Permohonan uji materiil (judicial review) enam notaris terhadap Peraturan Menteri Hukum dan HAM (Permenkumham) No. M.03.HT.03.10 Tahun 2007 tentang Pengambilan Minuta Akta dan Pemanggilan Notaris, kandas. Mahkamah Agung menolak lantaran Permenkumham itu tidak bertentangan dengan UU No. 30 Tahun 2004 tentang Jabatan Notaris, UU No. 9 Tahun 2004 tentang Perubahan UU No. 5 Tahun 1986 tentang Peradilan Tata Usaha Negara dan UU No. 10 Tahun 2004 tentang Pembentukan Peraturan Perundang-undangan.
Majelis hakim yang diketuai Ahmad Sukardja serta beranggotakan Marina Sidabutar dan Imam Soebechi menyatakan permohonan keberatan pemohon tidak beralasan, dengan demikian harus ditolak. Putusan itu diketuk pada September 2008 lalu. Sebelumnya, permohonan diajukan notaris Habib Adjie, Jusuf Patrianto Tjahjono, Pandam Nurwulan, Ediwarman Gucci, M.J. Widijatmoko dan Tuti Sudiarti, pada April 2008 lalu.
Menurut majelis, Permenkumham dilahirkan untuk kepentingan proses peradilan. Dalam Permenkumham itu dijelaskan persyaratan yang harus dipenuhi aparat hukum untuk memanggil notaris dan mengambil munita akta dan selalu melibatkan peran Majelis Pengawas Notaris Daerah (MPD). Yakni, antara lain tenggat waktu 14 hari buat MPD untuk memberikan atau tidak menyetujui pemanggilan notaris.

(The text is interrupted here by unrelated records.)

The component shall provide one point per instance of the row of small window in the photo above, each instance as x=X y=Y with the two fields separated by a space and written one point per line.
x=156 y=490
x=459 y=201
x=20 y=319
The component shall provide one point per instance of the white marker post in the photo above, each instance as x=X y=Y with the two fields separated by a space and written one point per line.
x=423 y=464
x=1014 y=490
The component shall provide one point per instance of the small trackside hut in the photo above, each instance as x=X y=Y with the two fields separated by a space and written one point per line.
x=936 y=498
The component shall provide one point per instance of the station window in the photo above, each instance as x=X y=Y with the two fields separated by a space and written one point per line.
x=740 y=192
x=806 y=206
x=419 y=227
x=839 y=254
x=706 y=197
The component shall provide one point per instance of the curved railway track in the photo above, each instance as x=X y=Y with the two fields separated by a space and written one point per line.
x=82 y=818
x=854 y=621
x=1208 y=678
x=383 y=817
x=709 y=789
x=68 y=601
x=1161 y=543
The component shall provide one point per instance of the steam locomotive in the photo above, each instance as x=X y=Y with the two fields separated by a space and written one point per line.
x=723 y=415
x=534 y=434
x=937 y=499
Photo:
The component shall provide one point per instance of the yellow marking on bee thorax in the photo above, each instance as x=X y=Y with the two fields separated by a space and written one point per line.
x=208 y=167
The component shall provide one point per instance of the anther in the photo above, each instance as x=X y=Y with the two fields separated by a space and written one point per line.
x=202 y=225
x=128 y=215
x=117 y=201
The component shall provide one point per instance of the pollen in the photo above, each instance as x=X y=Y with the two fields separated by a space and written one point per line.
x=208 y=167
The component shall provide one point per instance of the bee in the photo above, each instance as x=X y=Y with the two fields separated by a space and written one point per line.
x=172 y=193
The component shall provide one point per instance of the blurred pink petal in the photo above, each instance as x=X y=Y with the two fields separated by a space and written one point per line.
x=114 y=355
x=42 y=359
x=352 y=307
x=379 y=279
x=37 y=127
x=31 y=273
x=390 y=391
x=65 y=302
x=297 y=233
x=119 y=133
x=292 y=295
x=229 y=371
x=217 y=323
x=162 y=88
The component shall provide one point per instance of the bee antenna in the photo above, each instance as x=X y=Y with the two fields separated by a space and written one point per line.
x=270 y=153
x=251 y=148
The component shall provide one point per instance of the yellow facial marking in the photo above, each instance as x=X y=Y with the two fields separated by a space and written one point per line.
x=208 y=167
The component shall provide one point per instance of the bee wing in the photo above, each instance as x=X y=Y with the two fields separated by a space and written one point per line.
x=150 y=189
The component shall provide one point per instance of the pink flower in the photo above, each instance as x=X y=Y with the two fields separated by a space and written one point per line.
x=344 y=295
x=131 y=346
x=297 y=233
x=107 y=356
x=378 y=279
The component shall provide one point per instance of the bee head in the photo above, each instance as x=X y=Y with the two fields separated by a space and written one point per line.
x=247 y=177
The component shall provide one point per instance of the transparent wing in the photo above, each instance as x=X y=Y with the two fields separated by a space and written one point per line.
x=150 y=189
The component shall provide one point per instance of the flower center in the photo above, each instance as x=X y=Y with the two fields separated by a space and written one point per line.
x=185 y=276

Majelis menilai tenggat waktu itu justru memberikan kepastian hukum sehingga proses perkara atau persidangan tidak barlarut-larut. "Sesuai dengan azas equaility before the law dan maksud dari proses peradilan, persidangan dan putusan pengadilan a quo, maka para notaris harus mematuhinya," ujar majelis dalam putusannya.
Saat ditemui di kantornya pekan lalu, Widijatmoko menyatakan putusan itu menunjukan semua peraturan menteri yang tidak diatur dalam Undang-Undang sah. "Kita tidak melihat menang dan kalahnya, tapi melihat pada pembangunan hukum. kalau begitu DPR tidak usah memerintahkan pemerintah untuk membuat peraturan pemerintah," ujarnya.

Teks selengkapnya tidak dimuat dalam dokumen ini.